Text as Data¶
Textual data have rapidly gained attention in the communication, social, and political sciences. Without their discussion, a companion to data management would be incomplete. This chapter starts with a discussion of basic operations on character strings, such as concatenation, search and replace. It then moves on to the management of corpora of text. It also discusses routine issues in the management of textual data, such as stemming, stop-word deletion, and the creation of term-frequency matrices.

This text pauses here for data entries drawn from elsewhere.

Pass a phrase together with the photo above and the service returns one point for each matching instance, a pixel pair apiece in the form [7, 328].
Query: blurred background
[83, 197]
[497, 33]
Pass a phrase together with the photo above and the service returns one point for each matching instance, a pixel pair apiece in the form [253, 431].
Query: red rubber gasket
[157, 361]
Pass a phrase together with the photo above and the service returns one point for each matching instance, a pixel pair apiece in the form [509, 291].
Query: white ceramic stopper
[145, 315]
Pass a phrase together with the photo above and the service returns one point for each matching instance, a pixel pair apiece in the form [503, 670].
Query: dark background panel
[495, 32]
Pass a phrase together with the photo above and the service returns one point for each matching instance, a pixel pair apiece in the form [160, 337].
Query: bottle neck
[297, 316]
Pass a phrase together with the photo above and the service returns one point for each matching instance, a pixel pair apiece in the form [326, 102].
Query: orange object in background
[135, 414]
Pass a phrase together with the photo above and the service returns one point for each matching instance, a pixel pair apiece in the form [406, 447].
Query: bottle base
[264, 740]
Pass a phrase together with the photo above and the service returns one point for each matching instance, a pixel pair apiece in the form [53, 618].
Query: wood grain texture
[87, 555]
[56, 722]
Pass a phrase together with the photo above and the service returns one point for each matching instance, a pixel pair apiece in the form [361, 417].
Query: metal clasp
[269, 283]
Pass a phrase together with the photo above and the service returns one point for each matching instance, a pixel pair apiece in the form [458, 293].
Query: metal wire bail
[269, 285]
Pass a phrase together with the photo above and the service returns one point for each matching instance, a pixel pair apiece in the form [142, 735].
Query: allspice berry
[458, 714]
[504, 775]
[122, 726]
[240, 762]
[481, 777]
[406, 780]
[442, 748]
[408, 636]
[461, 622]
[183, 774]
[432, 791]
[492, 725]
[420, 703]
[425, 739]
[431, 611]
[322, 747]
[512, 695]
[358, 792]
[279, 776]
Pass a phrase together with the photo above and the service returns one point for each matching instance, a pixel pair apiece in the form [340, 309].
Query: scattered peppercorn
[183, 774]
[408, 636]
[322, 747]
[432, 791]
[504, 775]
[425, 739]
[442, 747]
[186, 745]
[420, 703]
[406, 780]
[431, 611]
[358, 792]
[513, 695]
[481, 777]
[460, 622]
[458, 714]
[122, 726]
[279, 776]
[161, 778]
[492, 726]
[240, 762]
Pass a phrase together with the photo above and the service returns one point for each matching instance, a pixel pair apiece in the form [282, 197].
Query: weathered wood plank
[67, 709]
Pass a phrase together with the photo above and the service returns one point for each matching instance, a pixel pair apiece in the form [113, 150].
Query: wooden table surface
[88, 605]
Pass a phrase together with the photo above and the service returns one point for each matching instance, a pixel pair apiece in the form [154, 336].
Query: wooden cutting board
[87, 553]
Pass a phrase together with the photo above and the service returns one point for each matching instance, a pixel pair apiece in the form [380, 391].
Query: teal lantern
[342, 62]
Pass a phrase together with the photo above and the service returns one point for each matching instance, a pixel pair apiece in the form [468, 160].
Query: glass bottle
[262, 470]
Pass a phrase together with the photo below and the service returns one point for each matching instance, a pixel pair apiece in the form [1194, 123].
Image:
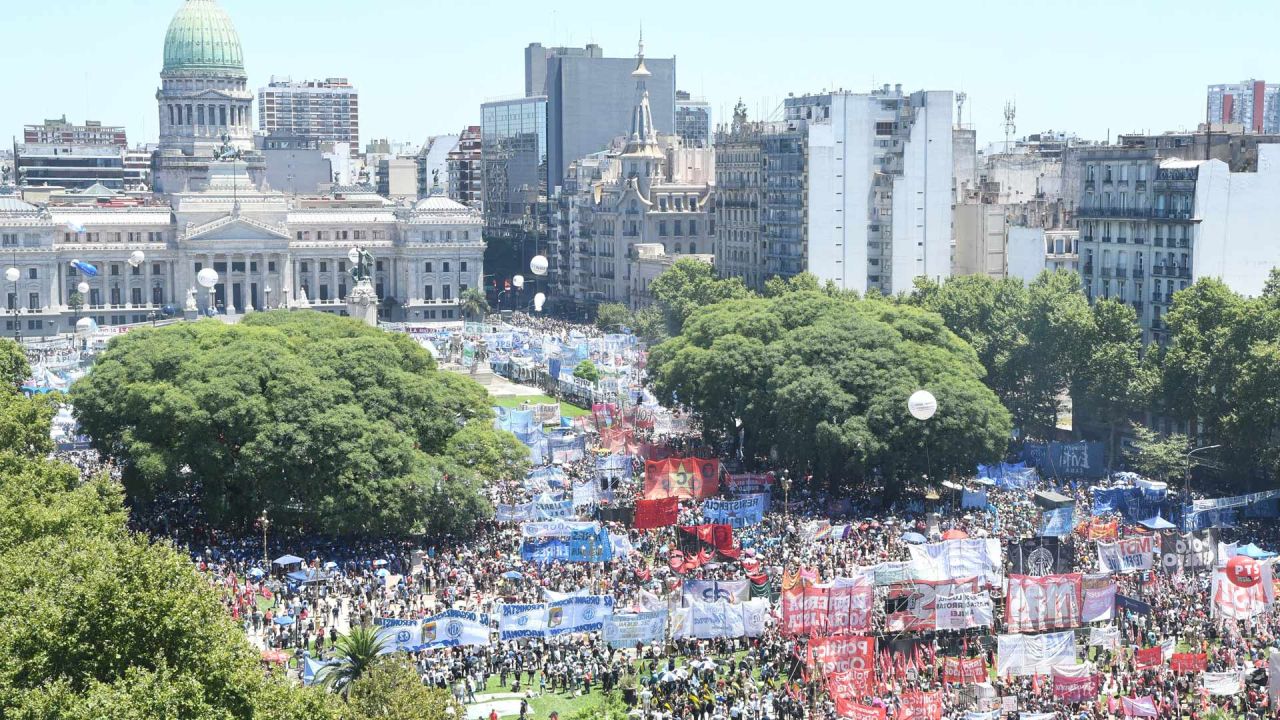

Below is the supporting material for the various sections of the chapter.
Character Strings¶
## 'length()' versus 'nchar()' #######################################################
some_great_rock_bands <- c("Led Zeppelin","Pink Floyd","Queen")
length(some_great_rock_bands)
nchar(some_great_rock_bands)
## Character vector subsets versus Substrings ########################################
some_great_rock_bands[1:2]
substr(some_great_rock_bands,start=1,stop=2)
substr(some_great_rock_bands,start=6,stop=15)
## Finding patterns within character strings and character vectors ##################
some_great_rock_bands <- c("Led Zeppelin","Pink Floyd","Queen")
grep("Zeppelin",some_great_rock_bands) # Just the indices
grep("Zeppelin",some_great_rock_bands, value=TRUE) # the elements
grepl("Zeppelin",some_great_rock_bands)
grep("[ei]n$",some_great_rock_bands,value=TRUE)
## Replacing patterns within character strings and character vectors ################
some_great_rock_bands <- c("Led Zeppelin","Pink Floyd","Queen")
sub("e","i",some_great_rock_bands)
gsub("e","i",some_great_rock_bands)
gsub("([aeiouy]+)","[\\1]",some_great_rock_bands)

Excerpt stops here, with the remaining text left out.